Chinese rocket takes off from the Gobi desert in Jiuquan
China is aiming to launch its next manned space mission as early as June 2013, state media reported Saturday, as the country steps up its ambitious exploration programme.
The Shenzhou-10, with three crew members, is aiming for a primary
launch window in June, Niu Hongguang, deputy commander-in-chief of the manned space programme, told China National Radio in an interview Friday.
Niu, speaking on the sidelines of China's 18th Communist Party Congress that kicked off Thursday in Beijing, said officials had identified a back-up launch window for July or August.
He said one of the three astronauts would likely be a woman.
China sent its first female astronaut, Liu Yang, into space earlier this year on the Shenzhou-9 in the country's first manual space docking mission.
The docking procedure was a major milestone in the country's ambitious space programme that has a goal of building a space station by the end of the decade.
In its last white paper on space, China said it was working towards landing a man on the moon, but did not specify a time-frame.

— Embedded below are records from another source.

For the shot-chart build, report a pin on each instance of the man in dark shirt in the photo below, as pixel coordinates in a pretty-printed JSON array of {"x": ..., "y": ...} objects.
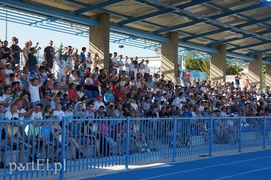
[
  {"x": 49, "y": 54},
  {"x": 16, "y": 50},
  {"x": 5, "y": 50},
  {"x": 127, "y": 107},
  {"x": 103, "y": 78},
  {"x": 32, "y": 59}
]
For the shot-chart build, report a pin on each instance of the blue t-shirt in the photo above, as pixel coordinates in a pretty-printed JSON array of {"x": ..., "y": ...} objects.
[
  {"x": 46, "y": 131},
  {"x": 83, "y": 57}
]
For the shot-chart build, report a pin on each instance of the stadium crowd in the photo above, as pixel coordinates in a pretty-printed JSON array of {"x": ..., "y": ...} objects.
[{"x": 70, "y": 85}]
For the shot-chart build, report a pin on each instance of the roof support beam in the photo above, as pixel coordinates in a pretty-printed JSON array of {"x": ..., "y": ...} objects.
[
  {"x": 163, "y": 11},
  {"x": 259, "y": 52},
  {"x": 197, "y": 47},
  {"x": 240, "y": 56},
  {"x": 213, "y": 5},
  {"x": 212, "y": 17},
  {"x": 234, "y": 39},
  {"x": 49, "y": 12},
  {"x": 83, "y": 10},
  {"x": 96, "y": 6},
  {"x": 250, "y": 45},
  {"x": 212, "y": 21}
]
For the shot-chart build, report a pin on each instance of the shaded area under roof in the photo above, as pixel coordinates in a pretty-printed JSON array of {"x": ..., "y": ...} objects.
[{"x": 243, "y": 25}]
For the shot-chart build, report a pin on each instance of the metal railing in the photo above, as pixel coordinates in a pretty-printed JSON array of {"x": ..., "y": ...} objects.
[{"x": 37, "y": 148}]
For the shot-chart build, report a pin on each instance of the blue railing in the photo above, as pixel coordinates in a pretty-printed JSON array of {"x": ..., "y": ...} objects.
[{"x": 37, "y": 148}]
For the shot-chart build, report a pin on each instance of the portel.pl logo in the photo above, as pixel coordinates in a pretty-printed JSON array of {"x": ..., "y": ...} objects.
[{"x": 40, "y": 165}]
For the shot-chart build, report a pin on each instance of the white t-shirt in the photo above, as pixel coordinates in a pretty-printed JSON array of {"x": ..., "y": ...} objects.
[
  {"x": 8, "y": 71},
  {"x": 132, "y": 67},
  {"x": 146, "y": 68},
  {"x": 59, "y": 114},
  {"x": 115, "y": 60},
  {"x": 34, "y": 93},
  {"x": 37, "y": 115},
  {"x": 20, "y": 111},
  {"x": 121, "y": 65},
  {"x": 4, "y": 97},
  {"x": 88, "y": 62},
  {"x": 97, "y": 105},
  {"x": 88, "y": 81},
  {"x": 9, "y": 116}
]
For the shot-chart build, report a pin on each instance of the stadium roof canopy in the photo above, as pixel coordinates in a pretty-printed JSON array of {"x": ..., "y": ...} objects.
[{"x": 244, "y": 25}]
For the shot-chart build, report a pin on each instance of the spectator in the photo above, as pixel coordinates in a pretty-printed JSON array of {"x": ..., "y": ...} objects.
[{"x": 49, "y": 55}]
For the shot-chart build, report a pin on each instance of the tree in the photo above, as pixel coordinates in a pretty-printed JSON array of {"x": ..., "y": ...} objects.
[{"x": 201, "y": 62}]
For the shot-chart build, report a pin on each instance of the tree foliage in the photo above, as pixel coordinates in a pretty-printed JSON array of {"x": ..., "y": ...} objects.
[{"x": 196, "y": 61}]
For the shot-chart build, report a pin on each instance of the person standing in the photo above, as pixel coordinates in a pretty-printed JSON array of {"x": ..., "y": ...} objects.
[
  {"x": 237, "y": 80},
  {"x": 49, "y": 54},
  {"x": 16, "y": 50}
]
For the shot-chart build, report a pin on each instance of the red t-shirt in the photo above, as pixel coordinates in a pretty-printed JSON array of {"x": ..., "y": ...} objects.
[{"x": 73, "y": 94}]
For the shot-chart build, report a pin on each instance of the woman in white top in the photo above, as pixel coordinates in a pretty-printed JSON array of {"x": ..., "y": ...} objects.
[
  {"x": 95, "y": 60},
  {"x": 89, "y": 80},
  {"x": 89, "y": 61},
  {"x": 58, "y": 113}
]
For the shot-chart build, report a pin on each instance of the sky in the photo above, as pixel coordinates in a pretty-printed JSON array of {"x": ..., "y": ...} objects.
[{"x": 25, "y": 33}]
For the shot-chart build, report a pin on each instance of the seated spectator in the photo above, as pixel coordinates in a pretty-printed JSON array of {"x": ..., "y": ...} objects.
[
  {"x": 74, "y": 79},
  {"x": 48, "y": 112},
  {"x": 37, "y": 113},
  {"x": 73, "y": 95},
  {"x": 81, "y": 91},
  {"x": 100, "y": 114},
  {"x": 99, "y": 103},
  {"x": 79, "y": 113},
  {"x": 56, "y": 88},
  {"x": 109, "y": 97},
  {"x": 58, "y": 113},
  {"x": 34, "y": 91}
]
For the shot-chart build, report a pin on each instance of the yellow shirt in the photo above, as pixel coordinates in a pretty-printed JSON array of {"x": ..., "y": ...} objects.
[{"x": 13, "y": 131}]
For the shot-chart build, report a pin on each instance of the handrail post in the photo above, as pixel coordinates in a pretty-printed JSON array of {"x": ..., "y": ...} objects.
[
  {"x": 264, "y": 132},
  {"x": 211, "y": 137},
  {"x": 127, "y": 155},
  {"x": 240, "y": 133},
  {"x": 174, "y": 139},
  {"x": 63, "y": 139}
]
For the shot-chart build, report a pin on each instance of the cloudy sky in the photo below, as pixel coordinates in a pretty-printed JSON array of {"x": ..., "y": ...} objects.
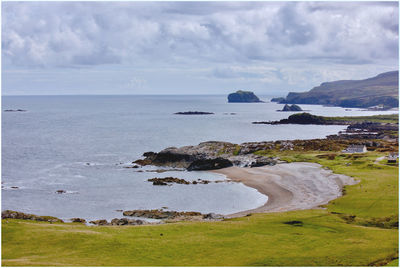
[{"x": 193, "y": 47}]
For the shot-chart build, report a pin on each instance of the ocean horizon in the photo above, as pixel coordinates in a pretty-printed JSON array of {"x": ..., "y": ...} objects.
[{"x": 82, "y": 144}]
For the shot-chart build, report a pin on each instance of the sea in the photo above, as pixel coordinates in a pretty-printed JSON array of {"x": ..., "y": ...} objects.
[{"x": 84, "y": 144}]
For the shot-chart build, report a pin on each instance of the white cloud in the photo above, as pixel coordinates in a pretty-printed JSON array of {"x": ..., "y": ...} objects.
[{"x": 267, "y": 43}]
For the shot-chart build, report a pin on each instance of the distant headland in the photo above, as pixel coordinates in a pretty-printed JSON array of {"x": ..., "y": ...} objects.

So far only the United States has achieved that feat, most recently in 1972.
Beijing has said it will also attempt to land an exploratory craft on the moon for the first time in the second half of 2013 and transmit back a survey of the lunar surface.
China sees its space programme as a symbol of its rising global stature, growing technical expertise, and the Communist Party's success in turning around the fortunes of the once poverty-stricken nation.
The country sent its first man into space in 2003. It completed a space walk in 2008 and an unmanned docking between a module and rocket last year.